I'm Ami, my birthday is 04/05/93. I'm on the implant - have been since I was 16 - I don't get any bleeding whatsoever. (I started my periods at 11 and they were SO heavy and painful and getting the implant five years later was bliss! Still had pain but nothing compared to before.) I'm not sure what info is relevant.
I've had all the common symptoms of Endo for roughly two years now (shan't list them all as you've all read and experience them hundreds of times). I've been rushed into hospital two or three times with the 'appendicitis' misdiagnosis etc. Docs at the hospital were freaked out when I told them I had shooting pains up and down my right leg. Been told I could have IBS but the woman said there was nothing she could do to diagnose me properly so it was just a 'might'. Been told I had an eptopic pregnancy even though I'm on the implant and the test was negative. I've had the emergency docs out more times than I can count. I've had a stupid amount of blood tests done, I've had an ultrasound (external and internal). I've had a full STI check - nothing. I've been treated for Pelvic Inflammatory Disease (antibiotics) but they said as there was no improvement of my symptoms I didn't have PID. My Mother has a wonky knee cap and I have a lot of pain in my knee's if they're bent for more than a couple of mins. I get a horrible aching in my right shoulder and right side of my neck (sometimes accompanied by shooting pains). I get I have had diclofenac, tramadol, diazepam, codeine etc etc. The only time the pain was almost gone was on morphine in hospital. The pain used to be in just my right side but recently it's started up a bit in my left too. I always have a constant ache which I've just had to learn to live with and then it flairs up real bad sometimes, other times it's just sharp shooting on top of the constant ache. (Right now both sides are quite painful and I've got work in just over an hour.)
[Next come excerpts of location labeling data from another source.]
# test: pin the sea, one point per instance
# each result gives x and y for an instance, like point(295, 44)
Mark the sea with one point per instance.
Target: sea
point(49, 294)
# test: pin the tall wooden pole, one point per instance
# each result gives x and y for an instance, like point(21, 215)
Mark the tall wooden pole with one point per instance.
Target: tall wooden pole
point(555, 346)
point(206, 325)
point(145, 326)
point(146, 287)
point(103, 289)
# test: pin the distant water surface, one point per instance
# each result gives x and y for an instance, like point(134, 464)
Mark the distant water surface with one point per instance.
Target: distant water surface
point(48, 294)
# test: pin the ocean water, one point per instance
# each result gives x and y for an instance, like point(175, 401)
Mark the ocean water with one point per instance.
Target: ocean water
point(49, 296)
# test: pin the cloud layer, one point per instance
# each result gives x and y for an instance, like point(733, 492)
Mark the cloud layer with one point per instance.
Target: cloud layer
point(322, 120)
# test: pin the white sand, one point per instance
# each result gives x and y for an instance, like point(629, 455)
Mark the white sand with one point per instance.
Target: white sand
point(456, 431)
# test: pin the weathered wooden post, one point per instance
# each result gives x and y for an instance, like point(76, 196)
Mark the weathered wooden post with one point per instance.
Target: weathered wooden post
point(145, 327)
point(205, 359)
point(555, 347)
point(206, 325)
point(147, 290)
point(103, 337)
I didn't know about Endo until the second time I was in the back of an ambulance and the paramedic was asking me questions and then he had a eureka moment and started talking about Endo and common symptoms etc - his girlfriend had it and I feel so lucky that he was my paramedic that night.
To cut a long story short, my Doctor (who is amazing) is convinced I have Endo and my appointment to see the Gyne is 23rd May - which will have been a fifteen week wait by the time I get there. My Doctor is pretty sure that the Gyne will refer me for a lap and the hospital have told me it will be about a six week wait from referral to op day.
I've been registered to this site for a while now and put off posting as I haven't got a diagnosis and didn't want any of you to think I'm wasting your time.
This is already much longer than I intended so if you've got this far thank-you so much.
I'm just anxious and nervous about it all.
I'm scared of finding out whether or not I've got Endo. I'm scared that I might have it. I'm also scared of if I don't have it, then what the heck is causing me all this awful agony?! I'm also scared of having an op as I don't want to take too much time off work.
I've been a vegetarian all my life. I'm on a low income so I can't eat really good food. I'm worried that I may have made things worse by my diet as I've seen and read things about the Endo diet.
I'm sick of the pain, the moodswings and everything in between. I just want to know what's wrong and I want it to stop!
I'm sorry if anyone feels offended by me posting.